Hearing-aid speech quality index version 2 (HASQI-V2) scores for unprocessed and processed speech using different feedback-control approaches, assuming hearing-impaired listeners with mild hearing loss (N2).

Figure 5.

Music Quality for Simulated NH Listeners

Figure 6 shows the HAAQI scores for simulated NH listeners for the unprocessed and processed music signals using the different feedback control approaches. HAAQI scores were generally lower than HASQI scores and so a lower criterion, 0.6, was chosen as the threshold indicating the maximum stable gain for each approach. Informal listening tests confirmed that music quality was relatively high when the HAAQI score was above 0.6. Table 3 shows the estimated ASG in decibels of each feedback-control approach for music. When the HAAQI score was <0.6 for all gain margins, the estimated ASG is not shown.

Figure 6.

Hearing-aid audio quality index (HAAQI) scores for unprocessed and processed music signals using different feedback control approaches for simulated normal-hearing listeners.

Table 3.

As Table 2 but for music.

Approach	NH	Mild (N2)	Moderate (N3)
Unprocessed	0.0	0.0	0.0
FS	0.5	0.5	0.5
PEM–AFC	10.0	11.5	13.5
PEM–AFC(0)	7.0	9.0	10.0
DeepMFC(1)	-	−2.0	6.0
DeepMFC(2)	4.5	6.5	7.0
DeepMFC(3)	5.0	6.0	6.0
PEM–AFC+FS	10.5	11.5	14.0
FS+DeepMFC(3)	5.5	6.5	6.5
PEM–AFC+DeepMFC(3)	9.5	13.5	14.0

NH: normal hearing; FS: frequency shifting; PEM: prediction error method; AFC: adaptive feedback cancellation.

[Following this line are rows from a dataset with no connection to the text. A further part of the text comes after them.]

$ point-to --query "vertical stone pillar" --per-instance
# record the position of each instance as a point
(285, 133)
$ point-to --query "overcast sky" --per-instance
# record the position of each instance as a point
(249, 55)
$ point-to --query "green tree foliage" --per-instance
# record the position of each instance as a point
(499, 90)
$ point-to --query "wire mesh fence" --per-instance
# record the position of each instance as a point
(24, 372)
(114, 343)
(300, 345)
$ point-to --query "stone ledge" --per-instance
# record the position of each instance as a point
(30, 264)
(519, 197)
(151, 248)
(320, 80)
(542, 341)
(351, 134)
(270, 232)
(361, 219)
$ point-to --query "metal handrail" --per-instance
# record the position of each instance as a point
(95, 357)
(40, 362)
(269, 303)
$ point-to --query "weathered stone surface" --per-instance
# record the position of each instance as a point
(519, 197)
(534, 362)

Of the single approaches, PEM–AFC achieved the highest ASG (about 10 dB), and its combination with DeepMFC(3) gave nearly the same ASG. PEM–AFC(0) yielded much poorer HAAQI scores than PEM–AFC, the ASG of PEM–AFC(0) being only about 7 dB. This again shows the importance of initialization. With initialization based on measured feedback paths, PEM–AFC converged rapidly, while if all adaptive filter coefficients were initially set to 0, PEM–AFC converged slowly and instability occurred at the beginning of the adaptation period or when the feedback path changed. For DeepMFC(2) and DeepMFC(3), the ASG was about 5 dB. DeepMFC(3) performed only slightly better than DeepMFC(2). DeepMFC(1) performed the most poorly among the three deep-learning approaches, and it failed to increase the maximum stable gain. More seriously, DeepMFC(1) degraded HAAQI scores markedly even when the closed-loop system worked in a stable state. This confirms the importance of using matched training and testing conditions⁷ for deep learning-based approaches. FS yielded an ASG <1 dB for music, consistent with the result for speech.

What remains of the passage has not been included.